A while back we talked about finding what works for you in terms of getting motivated, then we got on to the subject of sugar, and now we are up to 3 on our list:
- There is no off-the-shelf, one-size-fits-all, easy answer. So, you have to know enough about yourself to find what works for you.
- Sugar is not your friend.
- Limiting your food intake might be the ‘easiest’ way to lose weight, but exercise has it’s own rewards – for your health and wellbeing, and to build and maintain muscle that will increase your burning power.
- Losing the weight is not so much the trick as keeping it off.
- Tracking. You don’t wanna, but you’ll learn a lot from keeping track of your eating and activity, and, research suggests, be more successful at reaching your goals too.
The benefits of exercise:
- It can help you lose weight. You just can’t outrun bad food choices. A half hour bike ride for every slice of pizza? You’d run out of hours in the day depending on what you’re munching! But combined with mostly nourishing fare, absolutely.
- It’s great for your health. Yes, it helps with disease prevention blah blah blah. Mostly not immediately affecting us so we don’t really care, but it works even so!
- It improves your mental health. Getting your blood circulating and your heart beating even a little more than usual can really lift your mood from the release of endorphins; can help to reduce stress by burning up stress hormones; and can increase energy by increasing the oxygenation of body tissues. Plus it can help you to sleep better so you feel improved the next day too.

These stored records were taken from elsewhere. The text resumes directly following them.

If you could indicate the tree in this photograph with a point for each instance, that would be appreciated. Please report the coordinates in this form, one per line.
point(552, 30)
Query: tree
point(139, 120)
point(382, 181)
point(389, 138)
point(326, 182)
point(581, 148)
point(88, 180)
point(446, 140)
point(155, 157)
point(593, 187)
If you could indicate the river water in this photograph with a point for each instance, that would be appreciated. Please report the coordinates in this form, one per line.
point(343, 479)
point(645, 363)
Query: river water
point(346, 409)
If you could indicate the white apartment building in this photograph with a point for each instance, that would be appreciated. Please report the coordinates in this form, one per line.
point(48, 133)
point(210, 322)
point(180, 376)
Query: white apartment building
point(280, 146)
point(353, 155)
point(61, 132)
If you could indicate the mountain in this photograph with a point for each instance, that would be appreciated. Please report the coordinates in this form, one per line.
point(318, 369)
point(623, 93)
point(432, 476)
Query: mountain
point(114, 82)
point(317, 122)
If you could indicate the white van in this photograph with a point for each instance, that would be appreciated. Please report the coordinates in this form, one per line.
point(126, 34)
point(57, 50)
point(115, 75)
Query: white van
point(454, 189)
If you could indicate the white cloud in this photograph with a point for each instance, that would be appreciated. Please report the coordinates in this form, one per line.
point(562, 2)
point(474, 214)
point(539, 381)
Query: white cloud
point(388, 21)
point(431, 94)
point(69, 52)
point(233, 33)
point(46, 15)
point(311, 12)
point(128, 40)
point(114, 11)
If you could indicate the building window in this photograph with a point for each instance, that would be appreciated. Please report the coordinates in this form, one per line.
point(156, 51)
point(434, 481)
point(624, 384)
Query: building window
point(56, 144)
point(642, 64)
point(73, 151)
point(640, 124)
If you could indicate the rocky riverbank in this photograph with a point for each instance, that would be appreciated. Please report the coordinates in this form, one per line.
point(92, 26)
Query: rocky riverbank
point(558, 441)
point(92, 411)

- But for me, the biggest and best benefit of exercise is that it makes you feel like such a fantastic person. You know that feeling you get when you say you’re going to get moving with something but you don’t? That guilty, slack, I’m-so-hopeless and I’ve failed again feeling? Well, not only do you not have that, but you do have a ‘wow! look what I’ve done, even when I wasn’t really sure I wanted to!’ feeling, the feeling of being an awesomely high-functioning, successful adult. It’s this pride and boost and feeling of self-efficacy (I did it! I can do it!) that can really be the spark of change in many areas of life. It only takes one time to start building a new habit, one time to start being an improved you. Yeah baby!